TeachME Professional Development

Supporting LGBT Children and Their Families


1. A new family-oriented approach to services and care requires practitioners to proactively engage and work with families with LGBT children and adolescents, and includes each of the following characteristics EXCEPT:

A. Providing accurate information on sexual orientation and gender identity for parents and caregivers early in their child's development

B. Engaging, educating, counseling, and making appropriate referrals for families with LGBT children

C. Giving families the tools they need to learn to support their LGBT children by seeing the importance of changing the values or deeply-held beliefs that are hurting their children

D. Helping parents and caregivers who react to their LGBT children with ambivalence and rejection understand how their reactions contribute to health risks for their LGBT children


2. The terms gender non-conforming and gender variant refer to a person whose gender expression differs from how their family, culture, or society expects them to behave, dress, and act.

A. True

B. False

Earlier Ages of Awareness & Coming Out

3. Practitioners who work with transgender and gender nonconforming children and youth note that gender identity is expressed at an early age, most often by:

A. Age 3

B. Age 5

C. Age 7

D. Age 9

Critical Role of Families in Reducing Risk & Promoting Well-Being

4. A recent in-depth study of LGBT adolescents and families found that parents and caregivers who are perceived as rejecting their LGBT children and who engage in rejecting behaviors are motivated by fear as well as negative outside influences.

A. True

B. False

Figure 1: Family Acceptance Project-Core Assumptions

5. Recent awareness had led experts to promote ____________ framework to align research findings, education, and prevention messages with the parents' and caregivers' values about family, and the role of family in their culture and religious practice.

A. A complementary

B. A strengths

C. An advocacy

D. A goal-oriented

Helping Families Decrease Risk & Increase Well-Being for Their LGBT Children

6. One of the primary mechanisms for change is helping families understand that there is a powerful relationship between their words, actions, and behaviors and their LGBT child's risk and well-being.

A. True

B. False

Educate Families on Supportive and Accepting Behaviors

7. A critical message that needs to be promoted among LGBT parents is that simply loving their children will build their child's self-esteem and protect them from harm.

A. True

B. False

Framing for Families That Are Struggling or Uncertain About Having an LGBT Child

8. Which of the following is an accurate statement about how rejection relates to risk for LGBT children?
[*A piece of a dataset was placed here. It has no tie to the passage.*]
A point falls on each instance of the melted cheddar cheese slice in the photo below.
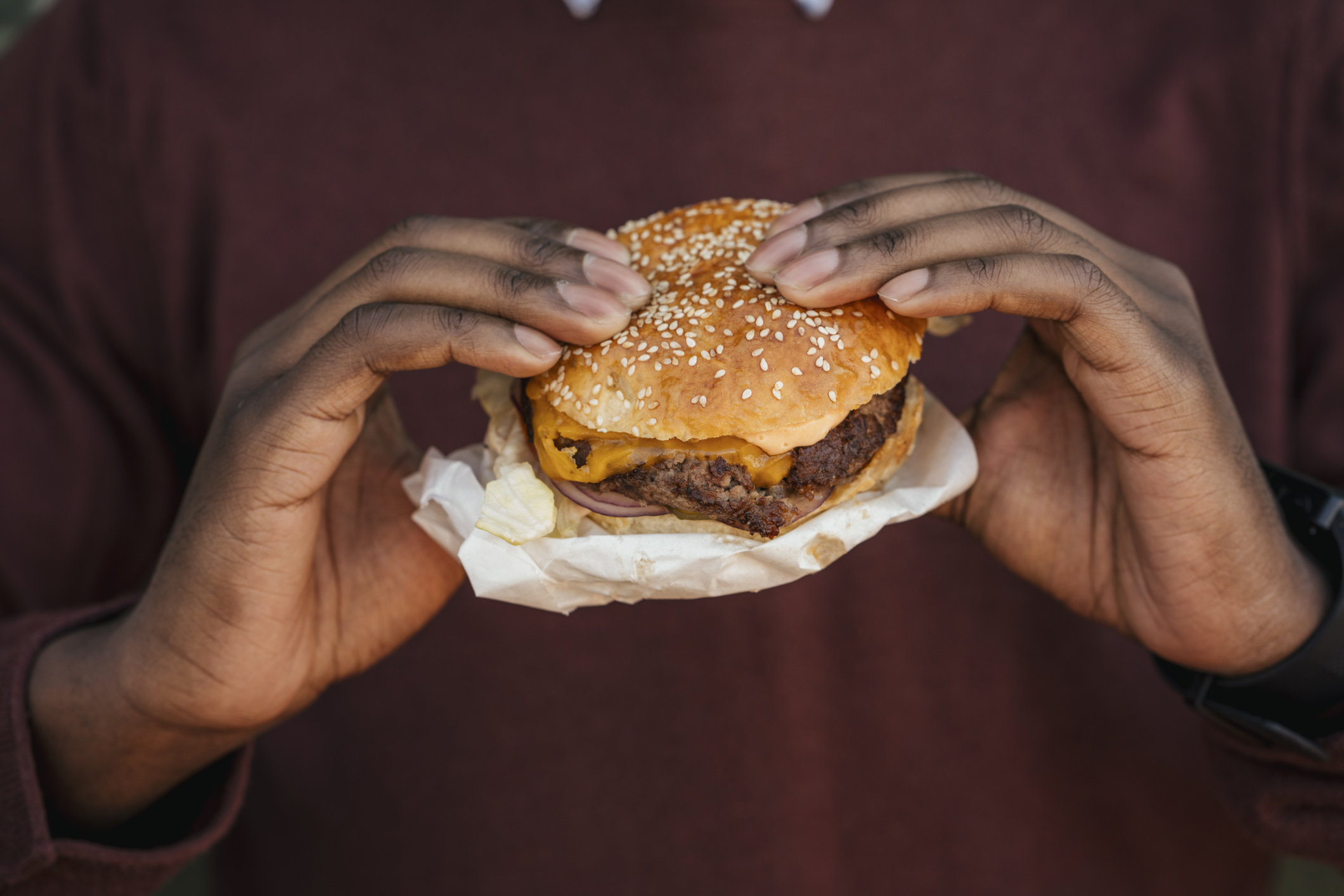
(614, 453)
A. LGBT youth from highly rejecting families were approximately 6 times more likely than other youth to report having attempted suicide at least once by young adulthood

B. Nearly all young adults who reported high levels of family acceptance believed they could have a good life as an LGBT young adult, compared with only about 1 in 4 of their peers who reported no acceptance from their caregivers during adolescence

C. Those from families that were moderately rejecting were twice as likely to attempt suicide compared with peers who reported no or low levels of specific family rejecting behaviors

D. All of the above

Increasing Family Support: How to Help Right Now

9. One way to make immediate impact is to provide education, support, and counseling to parents, families, foster parents, and caregivers who are engaging in rejecting behaviors so that they may begin to understand the impact of their behaviors on their LGBT child.

A. True

B. False

Supporting Your LGBTQ Youth: A Guide for Foster Parents

10. Of the approximately 175,000 youth ages 10-18 in foster care in the United States, an estimated __________, and likely more, are lesbian, gay, bisexual, transgender, or questioning (LGBTQ).

A. 3 to 5 percent

B. 5 to 10 percent

C. 10 to 15 percent

D. 15 to 20 percent

11. One of the common misconceptions about LGBTQ youth in foster care is that their experiences are similar to those of other foster care youth, when in fact they've likely been exposed to very different trauma and life experiences.

A. True

B. False

LGBTQ Youth and the Child Welfare System

12. Although some LGBTQ youth enter the child welfare system for the same reasons that other children and youth enter care, others enter because they are rejected, neglected, or abused by their families of origin when it is discovered that they identify as LGBTQ.

A. True

B. False

13. Which of the following is NOT one of the recommendations for creating a welcoming home environment for LGBTQ youth?

A. Use gender-neutral language when asking about relationships

B. Celebrate diversity in all forms, and point out those who stand up for the LGBTQ community and who demonstrate bravery in the face of social stigma

C. Support the youth's self-expression through choices of clothing, jewelry, hairstyle, friends, and room decoration

D. Although children should be able to display LGBTQ-friendly symbols in their own space, it is not recommended that family members do this, as the young person may view the display as exploitative or an invasion of privacy

14. An important recommendation for foster parents is to respect the youth's confidentiality and allow him or her to decide when to come out and to whom.

A. True

B. False

Health Care and Mental Health Providers

15. When the LGBTQ youth seeks mental health counseling, the caretaker should ensure that the clinician prioritizes issues related to sexual orientation or gender identity.